# New to smoking



## SmokeyLee15 (Jan 13, 2021)

Hey All,

 Very green to smoking. I’ve worked with my buddy on his Traeger but he is dealing with the temp fluctuations that the early gen or all have. He and I have become frustrated so I have decided to get into this hobby on my own. I won’t be smoking too much or too big. I’ve been reading a lot and looking to buy a Rec Teq 340 with a few accessories. What do you all think?

Other hobbies include wood working, auto racing and lots of likker making!
Located in central Ohio.

Thanks.


----------



## Paulie Walnuts 440 (Jan 14, 2021)

Hey smokeylee ,

Welcome to the forum and that smoker you mentioned looks nice.
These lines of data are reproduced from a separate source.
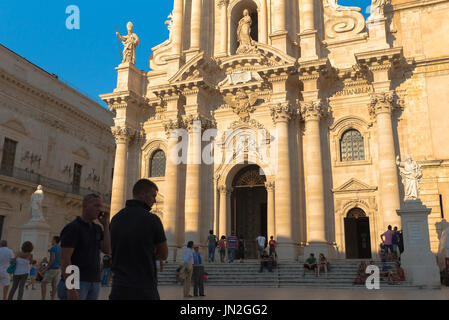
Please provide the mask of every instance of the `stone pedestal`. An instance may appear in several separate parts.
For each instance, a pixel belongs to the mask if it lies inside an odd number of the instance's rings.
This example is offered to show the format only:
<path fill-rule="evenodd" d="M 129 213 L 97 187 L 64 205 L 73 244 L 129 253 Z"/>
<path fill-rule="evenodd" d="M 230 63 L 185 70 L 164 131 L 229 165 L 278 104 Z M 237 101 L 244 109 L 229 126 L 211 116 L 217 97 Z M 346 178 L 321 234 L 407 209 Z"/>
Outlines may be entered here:
<path fill-rule="evenodd" d="M 50 226 L 45 221 L 29 221 L 22 227 L 22 238 L 20 247 L 26 241 L 30 241 L 33 246 L 33 259 L 36 261 L 48 257 L 50 248 Z"/>
<path fill-rule="evenodd" d="M 436 256 L 430 251 L 428 216 L 431 211 L 419 199 L 405 201 L 404 207 L 397 210 L 404 234 L 401 262 L 407 281 L 413 285 L 440 287 Z"/>
<path fill-rule="evenodd" d="M 122 63 L 117 68 L 117 88 L 114 92 L 142 92 L 142 71 L 131 63 Z"/>

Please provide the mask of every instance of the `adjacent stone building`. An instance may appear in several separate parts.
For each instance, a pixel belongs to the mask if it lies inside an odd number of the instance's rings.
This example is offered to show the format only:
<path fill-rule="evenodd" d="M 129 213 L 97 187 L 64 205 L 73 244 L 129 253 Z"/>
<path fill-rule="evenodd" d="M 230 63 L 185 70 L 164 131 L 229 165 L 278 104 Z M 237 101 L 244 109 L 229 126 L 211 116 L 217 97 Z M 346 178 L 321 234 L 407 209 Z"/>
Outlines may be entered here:
<path fill-rule="evenodd" d="M 412 155 L 436 251 L 449 212 L 448 15 L 447 0 L 373 0 L 368 20 L 337 0 L 175 0 L 151 70 L 124 60 L 102 95 L 115 112 L 112 212 L 147 177 L 172 260 L 210 229 L 245 237 L 248 257 L 265 234 L 281 259 L 366 259 L 401 227 L 397 157 Z M 201 161 L 209 129 L 213 163 Z"/>
<path fill-rule="evenodd" d="M 0 46 L 0 238 L 10 248 L 20 249 L 38 185 L 50 236 L 81 214 L 86 194 L 101 194 L 109 207 L 112 118 L 56 75 Z"/>

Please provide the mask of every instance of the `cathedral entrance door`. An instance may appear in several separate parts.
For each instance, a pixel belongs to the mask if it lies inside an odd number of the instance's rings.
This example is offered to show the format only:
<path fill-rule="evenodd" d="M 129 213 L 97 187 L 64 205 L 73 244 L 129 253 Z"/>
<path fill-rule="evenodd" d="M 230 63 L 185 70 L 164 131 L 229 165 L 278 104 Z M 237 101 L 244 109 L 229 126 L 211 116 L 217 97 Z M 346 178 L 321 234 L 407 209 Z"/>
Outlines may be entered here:
<path fill-rule="evenodd" d="M 232 193 L 232 231 L 245 239 L 245 259 L 257 259 L 256 238 L 267 237 L 266 178 L 260 167 L 250 165 L 234 178 Z M 239 254 L 237 253 L 237 257 Z"/>
<path fill-rule="evenodd" d="M 362 209 L 352 209 L 345 218 L 347 259 L 371 259 L 369 218 Z"/>

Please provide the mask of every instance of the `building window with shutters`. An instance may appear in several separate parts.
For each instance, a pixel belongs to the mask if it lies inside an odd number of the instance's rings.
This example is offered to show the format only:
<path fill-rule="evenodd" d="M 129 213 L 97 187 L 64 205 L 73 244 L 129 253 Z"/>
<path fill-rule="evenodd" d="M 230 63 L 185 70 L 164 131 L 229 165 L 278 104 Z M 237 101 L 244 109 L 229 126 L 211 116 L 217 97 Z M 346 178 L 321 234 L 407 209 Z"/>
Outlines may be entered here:
<path fill-rule="evenodd" d="M 359 131 L 350 129 L 342 135 L 340 157 L 342 162 L 365 160 L 365 143 Z"/>
<path fill-rule="evenodd" d="M 150 158 L 150 178 L 160 178 L 165 177 L 165 165 L 167 159 L 165 153 L 162 150 L 157 150 L 153 153 Z"/>
<path fill-rule="evenodd" d="M 3 239 L 3 225 L 5 224 L 5 216 L 0 216 L 0 240 Z"/>

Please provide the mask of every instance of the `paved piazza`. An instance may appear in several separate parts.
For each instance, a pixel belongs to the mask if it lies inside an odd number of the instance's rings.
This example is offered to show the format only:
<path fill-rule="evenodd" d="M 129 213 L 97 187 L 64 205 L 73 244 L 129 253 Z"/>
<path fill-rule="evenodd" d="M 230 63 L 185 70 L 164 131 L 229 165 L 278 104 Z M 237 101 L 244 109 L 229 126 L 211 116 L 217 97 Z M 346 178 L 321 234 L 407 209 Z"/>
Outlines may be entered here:
<path fill-rule="evenodd" d="M 183 300 L 181 286 L 160 287 L 162 300 Z M 315 288 L 250 288 L 206 287 L 206 297 L 186 301 L 207 300 L 449 300 L 449 288 L 421 290 L 387 288 L 369 291 L 364 288 L 315 289 Z M 108 300 L 110 288 L 102 288 L 101 300 Z M 39 300 L 39 290 L 26 290 L 25 300 Z"/>

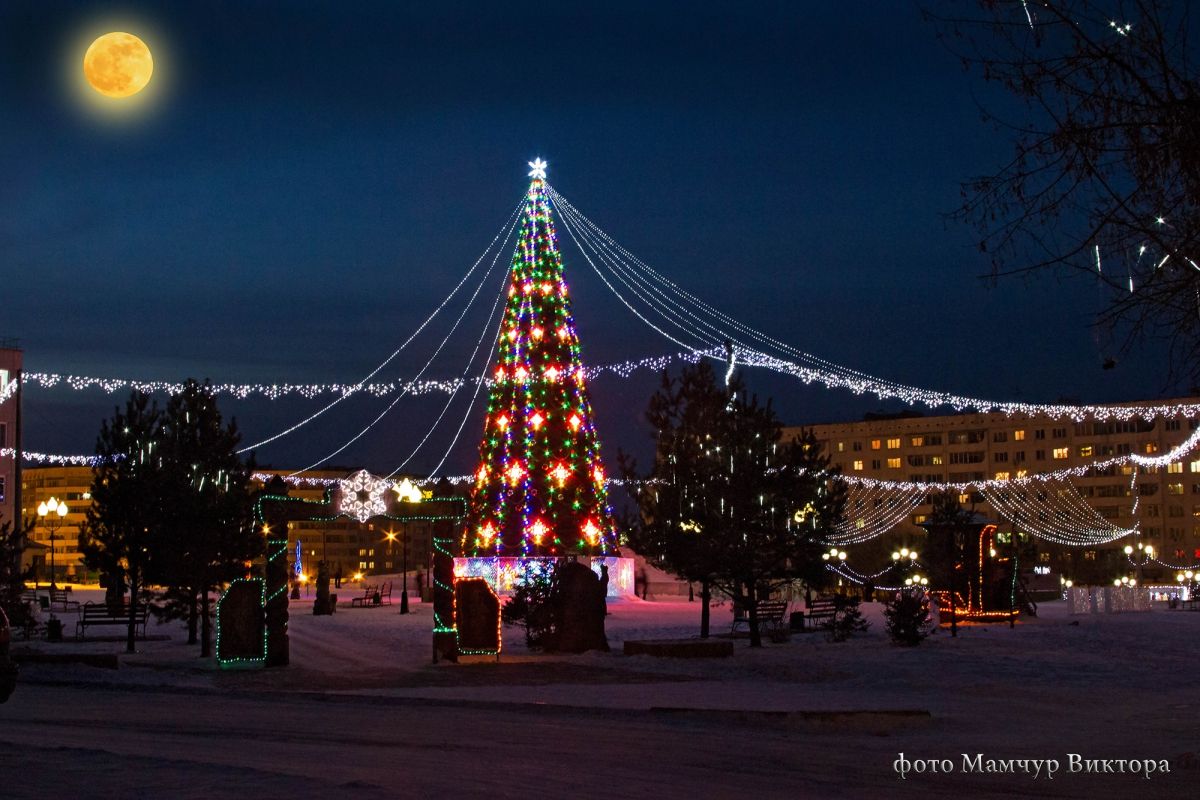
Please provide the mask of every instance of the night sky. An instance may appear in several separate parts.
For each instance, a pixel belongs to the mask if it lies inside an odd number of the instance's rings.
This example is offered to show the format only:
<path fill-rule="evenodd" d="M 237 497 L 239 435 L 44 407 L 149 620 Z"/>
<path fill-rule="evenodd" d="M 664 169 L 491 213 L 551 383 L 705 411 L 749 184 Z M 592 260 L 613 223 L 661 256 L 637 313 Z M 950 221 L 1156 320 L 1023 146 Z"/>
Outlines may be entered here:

Have you ever looked at a "stick burner"?  Just a straight up wood smoker log splits only.  To me that's how I enjoy my meats smoked with all wood and manage the fire manually. There is this like primitive history and connection to fire and cooking meat which requires a labor of love hahahaha ..im still learning and feel like I always will with bbq trying new things and experimenting which makes it fun. A lot of people on this forum have great knowledge so enjoy and smoke on!!!


----------



## darcylockhart (Jan 14, 2021)

Hey smokeylee, welcome. It’s my first day here as well!

The rec tec grill is a nice pellet grill. I seriously considered one before landing on the Traeger pro575. Pellet grills in general are very flexible because they can handle smoking at low temps, and have the ability to crank out high heat for searing and everyday grilling. For example my Masterbuilt smoker doesn’t go higher than 275, but that’s fine for what I use it for.

all that being said I think the rec tec is a great versatile grill you’d be happy with.


----------



## SmokinGame (Jan 14, 2021)

Welcome!


----------



## TuckersBarbeque (Jan 14, 2021)

Welcome from North Carolina!
I have a RecTeq 590, and am absolutely happy with the quality and use.  You can't go wrong with a reqteq, I believe they are light years ahead of Traeger.


----------



## TNJAKE (Jan 14, 2021)

Welcome from Tennessee


----------



## imhungrymk (Jan 14, 2021)

Welcome from Virginia! The RT anything is a greats smoker. I believe when the founders of Treager started working for Pitboss, Traeger lost their edge. Now it is simply a overpriced Pitboss. There are alot of pellet smokers on the market, Recteq and Yoder are in my option one 2 you need to be looking at.


----------



## Brokenhandle (Jan 14, 2021)

Welcome from Iowa! Glad you joined us. I have heard nothing but good things about rec tec 

Ryan


----------



## sandyut (Jan 14, 2021)

welcome - Rec Teq pellet grills are great man!  I have owned my RT-700 for over a couple years and love it!  No regrets what so ever.  lots of guys have them here.


----------



## JC in GB (Jan 14, 2021)

Welcome from Wisconsin.

JC


----------



## sawhorseray (Jan 14, 2021)

Lee & Darcy, welcome from Gilbert, AZ! RT's are fabulous units from everything I've heard on this site, guy pull off great cooks and the customer service is the best. RAY


----------



## pushok2018 (Jan 14, 2021)

Welcome to the forum from NorCal


----------



## Simple man (Jan 14, 2021)

Welcome from Trumbull county Ohio  once you get this bug  you always have it


----------



## 2008RN (Jan 16, 2021)

Welcome,  there is a wealth of information on this site.


----------



## daspyknows (Jan 16, 2021)

Welcome from NorCal.  I also recommend the stick burner.  It a fun hobby.  Mine arrived in October and I find myself smoking weekly.


----------



## 912smoker (Jan 17, 2021)

Welcome from SE Ga !


----------



## uncle eddie (Jan 17, 2021)

Whatever you get, use the heck out of it!  Take pictures.  Post often.

Welcome to SMF from Central Missouri!


----------